Ray kicked off his first test with an organism he called ”the ancestor,” 80 instructions long. He didn`t expect much to happen-but, as he puts it, ”I never had to write another creature.” Over millions of generations, his Tierran organisms showed ability to ”yield the drama, and apparently the dynamics, of an evolutionary biosphere.” Biologist Graham Bell called Tierra ”the first logical demonstration of the validity of the Darwinian theory of evolution.” And a 1991 New York Times article reported that, after the Tierran experiment, ”a new round of debate has developed among scientists as to where the dividing line between life and non-life may lie.”
A-life research might seem like a fascinating diversion, the kind of thing geeks routinely and harmlessly misuse computers for-but don`t bet on it. Basic questions are being asked.
– Can a machine reproduce itself? A-life theorists imagine automated factories one day creating products and producing new factories in a kind of perpetual motion.
– Can a computer program itself? A-life points the way toward independent subroutines combining and mutating to produce robust, ”tank-like” programs immune to glitches.
– Where does life come from? A-life research hints at a ”phase-change,” a radical increase in complexity automatically triggering the flashpoint of self-replication.
– How does evolution proceed? A-life environments demonstrate why sex drive and parasitism increase evolutionary efficiency and keep evolving organisms from winding up stuck at ”local maxima.”

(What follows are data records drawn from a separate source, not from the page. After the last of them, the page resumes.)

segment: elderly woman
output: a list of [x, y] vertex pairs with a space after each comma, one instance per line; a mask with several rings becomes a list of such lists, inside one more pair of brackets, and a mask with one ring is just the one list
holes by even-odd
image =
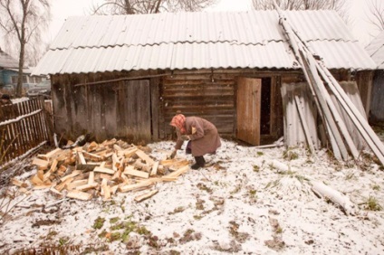
[[196, 164], [192, 169], [203, 167], [206, 164], [204, 155], [215, 154], [221, 146], [220, 137], [217, 129], [211, 122], [198, 117], [185, 117], [182, 114], [176, 115], [170, 126], [176, 128], [178, 141], [175, 150], [171, 154], [171, 158], [176, 156], [178, 149], [181, 148], [185, 140], [189, 140], [187, 146], [187, 153], [192, 153]]

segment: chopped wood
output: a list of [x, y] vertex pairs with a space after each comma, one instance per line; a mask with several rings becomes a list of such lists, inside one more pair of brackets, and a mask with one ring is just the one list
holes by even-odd
[[55, 189], [61, 192], [65, 187], [65, 185], [70, 184], [72, 181], [73, 181], [73, 177], [68, 178], [65, 181], [62, 182], [55, 187]]
[[43, 180], [42, 180], [42, 179], [40, 179], [40, 178], [37, 176], [37, 175], [34, 175], [34, 176], [32, 176], [32, 177], [31, 177], [31, 179], [30, 179], [30, 181], [31, 181], [31, 183], [32, 183], [34, 185], [40, 185], [40, 184], [43, 184]]
[[87, 201], [92, 198], [92, 194], [78, 190], [72, 190], [67, 194], [67, 197]]
[[139, 184], [128, 184], [119, 187], [119, 191], [120, 192], [129, 192], [129, 191], [135, 191], [135, 190], [141, 190], [146, 189], [152, 185], [150, 182], [142, 182]]
[[87, 164], [82, 151], [77, 152], [77, 160], [78, 160], [79, 165], [86, 165]]
[[84, 185], [81, 185], [81, 186], [77, 186], [75, 189], [78, 191], [87, 191], [87, 190], [91, 190], [91, 189], [94, 189], [97, 188], [99, 186], [98, 183], [93, 183], [91, 184], [84, 184]]
[[[187, 160], [171, 160], [168, 165], [174, 170], [180, 169], [172, 175], [164, 176], [164, 165], [145, 151], [146, 147], [139, 149], [116, 139], [103, 144], [91, 142], [66, 150], [54, 149], [34, 159], [39, 170], [30, 179], [34, 185], [32, 190], [49, 188], [49, 193], [58, 199], [67, 193], [68, 198], [90, 200], [92, 195], [99, 194], [103, 200], [109, 200], [118, 191], [136, 192], [149, 189], [155, 184], [176, 181], [188, 169], [184, 167], [187, 166], [185, 165], [188, 164]], [[149, 175], [156, 177], [149, 178]], [[51, 183], [59, 179], [58, 184]], [[19, 190], [27, 186], [16, 179], [13, 183]], [[138, 196], [136, 201], [151, 197], [156, 193], [151, 191]]]
[[141, 178], [149, 177], [149, 173], [135, 170], [135, 169], [132, 169], [131, 167], [125, 167], [124, 175], [129, 175], [141, 177]]
[[189, 170], [189, 165], [185, 165], [185, 166], [181, 167], [180, 169], [167, 175], [166, 176], [167, 177], [178, 177], [181, 175], [187, 173], [188, 170]]
[[88, 184], [91, 184], [95, 182], [95, 172], [90, 172], [90, 176], [88, 177]]
[[84, 179], [84, 180], [77, 180], [77, 181], [73, 181], [71, 184], [68, 184], [65, 185], [65, 188], [69, 191], [78, 187], [78, 186], [82, 186], [85, 184], [89, 184], [88, 180]]
[[61, 199], [63, 196], [63, 194], [58, 190], [56, 190], [54, 187], [51, 187], [49, 189], [49, 193], [58, 199]]
[[32, 165], [36, 165], [39, 170], [46, 170], [48, 169], [49, 161], [35, 157], [32, 161]]
[[158, 190], [153, 190], [153, 191], [150, 191], [150, 192], [146, 193], [146, 194], [144, 194], [139, 195], [139, 196], [135, 197], [135, 201], [136, 201], [136, 202], [141, 202], [141, 201], [143, 201], [143, 200], [146, 200], [146, 199], [148, 199], [148, 198], [149, 198], [149, 197], [153, 196], [153, 195], [154, 195], [154, 194], [156, 194], [158, 192]]
[[25, 184], [24, 182], [21, 182], [21, 181], [14, 179], [14, 178], [12, 178], [12, 184], [15, 186], [18, 186], [18, 187], [26, 188], [28, 186], [28, 184]]
[[109, 169], [109, 168], [105, 168], [105, 167], [101, 167], [101, 166], [95, 167], [95, 169], [93, 169], [93, 172], [109, 174], [109, 175], [115, 174], [115, 171], [113, 171], [112, 169]]
[[138, 151], [137, 147], [131, 147], [125, 150], [118, 151], [118, 156], [124, 156], [125, 157], [130, 157]]
[[152, 158], [150, 158], [149, 156], [148, 156], [145, 152], [143, 152], [140, 149], [138, 149], [136, 151], [136, 155], [150, 165], [152, 165], [155, 163], [155, 161]]

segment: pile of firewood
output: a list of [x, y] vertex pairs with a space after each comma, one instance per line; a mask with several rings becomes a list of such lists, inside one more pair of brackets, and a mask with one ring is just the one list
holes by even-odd
[[[140, 202], [158, 193], [151, 189], [155, 184], [176, 181], [189, 169], [186, 159], [156, 161], [145, 148], [116, 139], [72, 149], [56, 148], [33, 159], [38, 170], [30, 182], [34, 189], [49, 188], [57, 198], [80, 200], [98, 195], [109, 200], [118, 191], [148, 189], [149, 193], [135, 197]], [[13, 184], [24, 189], [28, 186], [16, 179]]]

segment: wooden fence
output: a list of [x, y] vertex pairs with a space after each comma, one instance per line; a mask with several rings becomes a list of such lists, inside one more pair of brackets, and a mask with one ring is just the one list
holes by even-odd
[[48, 141], [48, 121], [43, 99], [0, 106], [0, 165]]

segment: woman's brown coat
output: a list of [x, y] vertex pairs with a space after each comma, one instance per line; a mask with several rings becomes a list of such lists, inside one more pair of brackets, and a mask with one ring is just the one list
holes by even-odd
[[[186, 130], [186, 135], [189, 136], [191, 140], [193, 156], [216, 153], [221, 146], [216, 128], [206, 119], [198, 117], [187, 117]], [[178, 135], [175, 148], [180, 149], [183, 142]]]

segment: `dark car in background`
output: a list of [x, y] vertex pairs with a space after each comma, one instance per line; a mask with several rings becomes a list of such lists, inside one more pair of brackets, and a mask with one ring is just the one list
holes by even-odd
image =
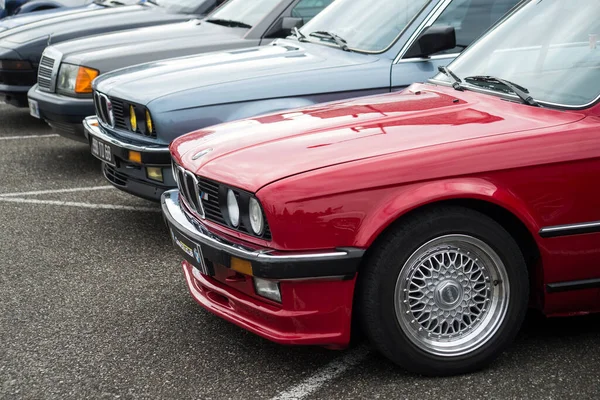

– What`s the best way to create artificial intelligence (AI)? According to the a-life model, by working from the bottom up. Levy and his sources consider classic AI, bent on developing complex programs to duplicate high-order intelligent behavior, as essentially misguided. Instead, we should be
”using emergent processes to make machines behave with the novelty and cunning of nature`s creations.”
Not all a-life modeling is done in cyberspace. On the floor of the MIT Mobot laboratory (whose unofficial motto is ”Fast, Cheap, and Out of Control”), a foot-long mobile robot cockroach named Ghenghis teaches itself to walk, prowl a cluttered room, ”stomp over things,” avoid obstacles, freeze while people pass by and pursue prey-”all without benefit of sight, knowledge of what a room is, or a central brain.”
Don`t be too sure about the harmlessness of all this. One form of a-life, the computer virus, has already proven its fitness for survival by confounding the attempts of creators to control or contain it. A-life researchers worry over the possible consequences of releasing ”real” mutating a-life organisms into our environment. AI robots designed according to a-life principles of emergent behavior might emerge with goals of their own-not necessarily in the interests of their human creators. A-life explorers also contemplate the ethical implications of creating life, artificial or otherwise.
Finally, what is life? The same ”stuff”-atoms, molecules, compounds-can be alive or not alive; according to Chris Langton, life is ”a property of the organization of matter, rather than a property of the matter which is so organized.” Biological life is ”wet.” A-life organisms are ”dry”: made of information, silicon, wheels and pulleys, 1`s and 0`s. The difference, which at first seems self-evident and inarguable, fades in importance as you confront the scientific schemes and dreams expertly presented by Steven Levy in this inspired, exciting survey.